Warum und durch wen wird die Einführung der Unterhaltsreform verzögert?
Muss man "nacheheliche Solidarität" per Gesetz auf so drastische und langwierige Art wie dem Aufstockungsunterhalt erzwingen? Was ist nacheheliche Eigenverantwortung genau?
Danke für Ihre Antwort!
Sehr geehrter Herr Rummer,
das Bundeskabinett hat am 05. April 2007 die Reform des Unterhaltsrechts beschlossen.
Dieser Beschluss ist ein wichtiger Schritt zu einer modernen Familienpolitik, zum Wohle der von einer Scheidung betroffenen Kinder. Kinder sind bei einer Trennung ihrer Eltern besonders schutzbedürftig, deshalb wird mit der Reform des Unterhaltsrechts ihr Wohl an erster Stelle gestellt. Sie erhalten den ersten Rang unter den Unterhaltsgläubigern.

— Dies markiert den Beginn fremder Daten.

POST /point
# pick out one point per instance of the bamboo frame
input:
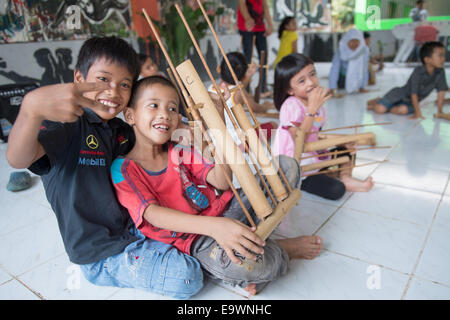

Im zweiten Rang stehen künftig alle Väter und Mütter, die Kinder betreuen – und zwar unabhängig davon, ob das Paar verheiratet war oder nicht. Erst im dritten Rang steht der eigene Unterhaltsanspruch der früheren Ehepartner.
Darüber hinaus wird, wie von Ihnen gefordert, die nacheheliche Eigenverantwortung gestärkt. Mit der Reform des Unterhaltsrechtes werden den Gerichten zukünftig mehr Möglichkeiten gegeben, Unterhaltsansprüche für geschiedene Ehegatten zu befristen und zu begrenzen. Kinderlos geschiedene Ehen oder geschiedene Ehen bei bereits erwachsenen Kindern sollen nicht per se zu jahrelangen Unterhaltsansprüchen der Ehepartner gegeneinander führen. Angesichts der hohen Scheidungsquote – insbesondere von kurzen Ehen – müssen Geschiedene eine zweite Chance haben, eine Familie zu gründen und damit auch zu finanzieren. Schließlich zeigen die vielen „Patchwork-Familien“, dass sich die Lebenswirklichkeit geändert hat.